Approximability Distance in the Space of H-Colourability Problems

TL;DR

This paper introduces a metric on the space of graphs to extend approximation results for the MAX H-Colourable Subgraph problem, connecting it to known algorithms for MAX CUT and MAX k-CUT, and compares algorithm performances.

Contribution

It develops a metric framework on graph space to generalize approximation results for MAX H-COL, linking it to classical algorithms and conjectures.

Findings

Approximation algorithms for MAX CUT and MAX k-CUT can be applied to MAX H-COL.

Near-optimality results are shown under the Unique Games Conjecture.

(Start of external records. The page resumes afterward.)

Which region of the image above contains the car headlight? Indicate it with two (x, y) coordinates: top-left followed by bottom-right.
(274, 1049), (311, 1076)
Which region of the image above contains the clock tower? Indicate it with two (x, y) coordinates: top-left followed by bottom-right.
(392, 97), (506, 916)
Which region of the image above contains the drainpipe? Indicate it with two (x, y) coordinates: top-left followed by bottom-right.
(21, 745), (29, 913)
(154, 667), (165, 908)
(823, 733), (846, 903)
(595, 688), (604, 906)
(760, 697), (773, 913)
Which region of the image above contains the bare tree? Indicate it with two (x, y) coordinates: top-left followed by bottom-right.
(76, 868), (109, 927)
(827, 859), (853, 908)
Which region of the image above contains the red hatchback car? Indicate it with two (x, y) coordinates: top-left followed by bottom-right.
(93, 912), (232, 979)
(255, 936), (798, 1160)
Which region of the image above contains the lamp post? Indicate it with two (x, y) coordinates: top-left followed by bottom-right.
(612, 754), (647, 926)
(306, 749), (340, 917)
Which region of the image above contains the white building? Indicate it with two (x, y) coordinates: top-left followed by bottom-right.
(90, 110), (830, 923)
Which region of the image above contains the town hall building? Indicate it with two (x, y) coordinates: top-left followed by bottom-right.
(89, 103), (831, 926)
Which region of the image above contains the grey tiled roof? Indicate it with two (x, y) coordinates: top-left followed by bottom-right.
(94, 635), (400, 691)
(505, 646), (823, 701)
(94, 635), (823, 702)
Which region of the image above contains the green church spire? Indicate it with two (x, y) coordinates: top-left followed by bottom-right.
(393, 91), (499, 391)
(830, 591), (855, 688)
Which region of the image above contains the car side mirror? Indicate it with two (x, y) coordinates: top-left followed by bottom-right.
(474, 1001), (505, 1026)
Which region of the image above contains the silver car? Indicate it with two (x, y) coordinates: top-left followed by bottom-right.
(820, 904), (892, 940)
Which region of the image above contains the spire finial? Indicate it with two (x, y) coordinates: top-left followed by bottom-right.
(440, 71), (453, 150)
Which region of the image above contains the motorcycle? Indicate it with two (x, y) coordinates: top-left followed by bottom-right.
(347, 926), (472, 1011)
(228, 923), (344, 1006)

Frieze & Jerrum's algorithm generally outperforms Hastad's for MAX 2-CSP.

Abstract

A graph homomorphism is a vertex map which carries edges from a source graph to edges in a target graph. We study the approximability properties of the Weighted Maximum H-Colourable Subgraph problem (MAX H-COL). The instances of this problem are edge-weighted graphs G and the objective is to find a subgraph of G that has maximal total edge weight, under the condition that the subgraph has a homomorphism to H; note that for H=K_k this problem is equivalent to MAX k-CUT. To this end, we introduce a metric structure on the space of graphs which allows us to extend previously known approximability results to larger classes of graphs. Specifically, the approximation algorithms for MAX CUT by Goemans and Williamson and MAX k-CUT by Frieze and Jerrum can be used to yield non-trivial approximation results for MAX H-COL. For a variety of graphs, we show near-optimality results under the Unique Games Conjecture. We also use our method for comparing the performance of Frieze & Jerrum's algorithm with Hastad's approximation algorithm for general MAX 2-CSP. This comparison is, in most cases, favourable to Frieze & Jerrum.